- Italian theatrical release poster by Enzo Sciotti
- Directed by: Nando Cicero
- Written by: Nando Cicero Franco Milizia Marino Onorati
- Produced by: Luciano Martino
- Starring: Edwige Fenech
- Cinematography: Giancarlo Ferrando
- Edited by: Daniele Alabiso
- Music by: Piero Umiliani
- Release date: 21 August 1976;
- Running time: 93 minutes
- Country: Italy
- Language: Italian

= The Lady Medic =

1976 film by Nando Cicero

The Lady Medic (La dottoressa del distretto militare) is a 1976 commedia sexy all'italiana film directed by Nando Cicero and starring Edwige Fenech.

==Plot==
The official doctor is temporarily unable to carry out his service at the military hospital, so he is replaced by his sexy assistant (Fenech).
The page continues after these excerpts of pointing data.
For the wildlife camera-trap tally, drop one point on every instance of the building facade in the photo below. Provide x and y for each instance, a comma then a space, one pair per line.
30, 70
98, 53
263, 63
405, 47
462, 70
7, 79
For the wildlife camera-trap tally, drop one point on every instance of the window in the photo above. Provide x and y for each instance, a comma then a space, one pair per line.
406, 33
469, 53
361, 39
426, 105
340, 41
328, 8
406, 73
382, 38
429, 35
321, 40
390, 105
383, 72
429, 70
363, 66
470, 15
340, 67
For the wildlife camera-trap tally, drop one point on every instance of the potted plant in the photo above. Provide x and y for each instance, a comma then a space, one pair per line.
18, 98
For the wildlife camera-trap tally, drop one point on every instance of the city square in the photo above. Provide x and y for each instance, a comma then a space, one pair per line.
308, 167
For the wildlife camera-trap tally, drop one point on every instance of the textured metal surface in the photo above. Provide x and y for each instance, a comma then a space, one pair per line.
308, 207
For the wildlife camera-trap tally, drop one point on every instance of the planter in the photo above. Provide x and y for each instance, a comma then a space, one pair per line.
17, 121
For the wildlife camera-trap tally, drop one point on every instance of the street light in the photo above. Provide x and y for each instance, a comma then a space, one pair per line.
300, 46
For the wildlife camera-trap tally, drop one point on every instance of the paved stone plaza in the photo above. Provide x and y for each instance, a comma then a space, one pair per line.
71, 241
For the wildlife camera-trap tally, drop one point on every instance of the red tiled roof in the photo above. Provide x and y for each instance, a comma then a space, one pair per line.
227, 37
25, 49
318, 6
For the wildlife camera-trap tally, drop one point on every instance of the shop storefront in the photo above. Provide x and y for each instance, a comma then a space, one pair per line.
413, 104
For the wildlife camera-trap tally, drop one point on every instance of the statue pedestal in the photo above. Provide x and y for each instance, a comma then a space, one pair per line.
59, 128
The woman should face a parade of young men simulating the most absurd diseases to avoid their conscription.

==Cast==
- Edwige Fenech as Dr. Elena Dogliotti
- Alfredo Pea as Gianni Montano
- Alvaro Vitali as Alvaro Pappalardo
- Carlo Delle Piane as Medical officer
- Gianfranco D'Angelo as Dottor Frustalupi
- Grazia Di Marzà as Nurse
- Alfonso Tomas as Nicola
- Renzo Ozzano as Soldier
- Angelo Pellegrino as Gay

==Release==
The film was released in Italy on August 21, 1976.